I’m not actively disagreeing, the point is where you draw the line for “part of the LLM” seems to matter for the question. I don’t think the python interpreter whether it be through the Python program or my internal model of the program is part of the LLMs you interact with in chatGPT. If you do think that then it’s less clear where the line is for what you mean by “LLM” since you are including non-language model components. That raises the credence of you potentially resolving “yes” because it means you will consider things outside the probabilistic language model to be part of the LLM if they are in a product together.

Thanks for the clarification.
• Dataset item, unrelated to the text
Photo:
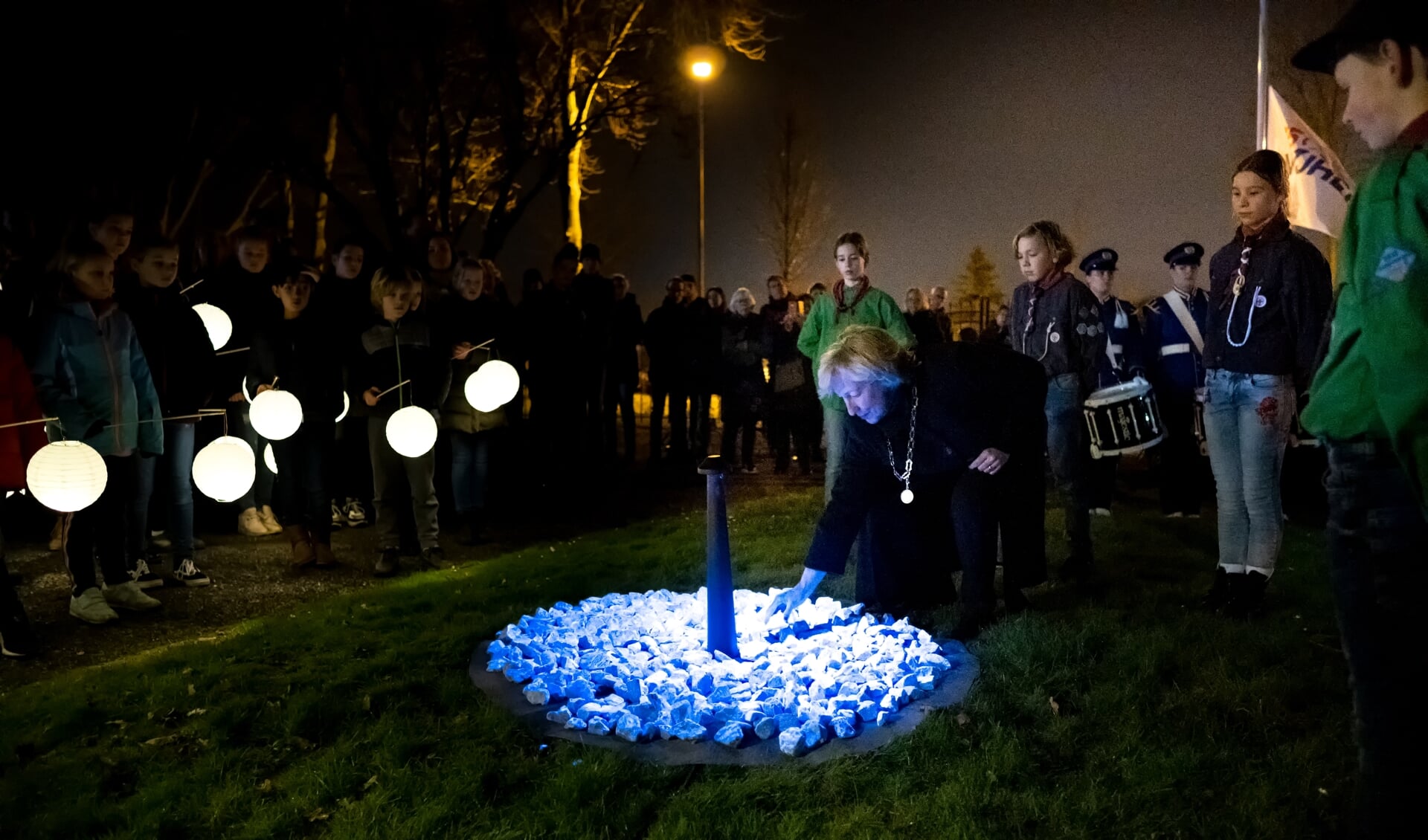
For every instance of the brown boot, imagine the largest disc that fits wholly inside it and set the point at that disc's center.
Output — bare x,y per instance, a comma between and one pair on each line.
303,552
326,560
Can you give me a hypothetical example where all the criteria are met, but a YES resolution would be unsatisfying?

Basically, it’s not clear how you are differentiating “the model is interfacing with an external program (Python, a traditional civ AI, etc.) for processing information” and “the model isn’t an interface for something else.”

One could imagine implementing a traditional Civ AI in Python and then throwing it in ChatGPT and telling it to run that and pick from a list of arguments based on pkls of game states using whichever data structures make sense for different aspects.

That’s much easier to do than training the LLM to have weights corresponding to intelligent play in some plain text representation of the game state.

One could imagine implementing a traditional Civ AI in Python and then throwing it in ChatGPT and telling it to run that and pick from a list of arguments based on pkls of game states using whichever data structures make sense for different aspects.

That sounds like it would qualify for this question, just as long as that ChatGPT also performed the natural-language reasoning component. See the example here.

The skill level of the agent isn't very interesting to me. The generality of its social behavior is what I'm interested in, the approximation to a political agent that tries to persuade, to manipulate with words and promises. To be capable of that, it must also be vulnerable to the receiving end as well. This seems more fascinating to me than a better Stockfish or AlphaGo.